Fostering healthy eating habits at a young age is critical to life-long health. (Photo credit: Bernard Pollack)
The National School Lunch Program (NSLP) feeds 32 million kids every year and is expanding rapidly as more families qualify for free or reduced-price meals. These lunches represent the primary source of nourishment for many children, but few schools have the facilities or the know-how to prepare fresh food—only the ability to reheat froze, processed foods high in sodium and fat. Even cafeterias that serve more fresh fruits, vegetables, and whole grains are often forced to subsidize programs using vending machines and snack bars loaded with sugar and high fructose corn syrup due to fiscal deficits and a lack of student interest.
As kids head back to school, Nourishing the Planet outlines 15 innovative ideas and programs that are making school lunches healthier and more sustainable.
1. Higher nutrition standards: Under the Healthy Hunger-Free Kids Act of 2010, the U.S. Department of Agriculture (USDA) can finally set nutritional requirements for school lunches—a measure they implemented earlier this year. First Lady Michelle Obama and USDA Secretary Tom Vilsack recently unveiled new national standards for school meals—the first in fifteen years. They require daily fruit and vegetable offerings; more whole grains; only fat-free or low-fat milk; and reduced saturated fat, trans fat, and sodium in school lunches.

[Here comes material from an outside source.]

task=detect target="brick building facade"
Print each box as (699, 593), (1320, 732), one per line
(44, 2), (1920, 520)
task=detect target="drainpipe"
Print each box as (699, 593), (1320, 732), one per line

2. Cooking from scratch: Contrary to past privatization and outsourcing trends, a University of Michigan study reported that privately managed cafeterias have few economic advantages. Their food options are also more likely to be processed, with higher sugar, fat, and sodium contents and relatively few fresh vegetables. In recent years, entire school districts such as Minneapolis have introduced locally sourced salad bars and have shifted to more on-site preparation in order to serve kids fresher, more nutritious food.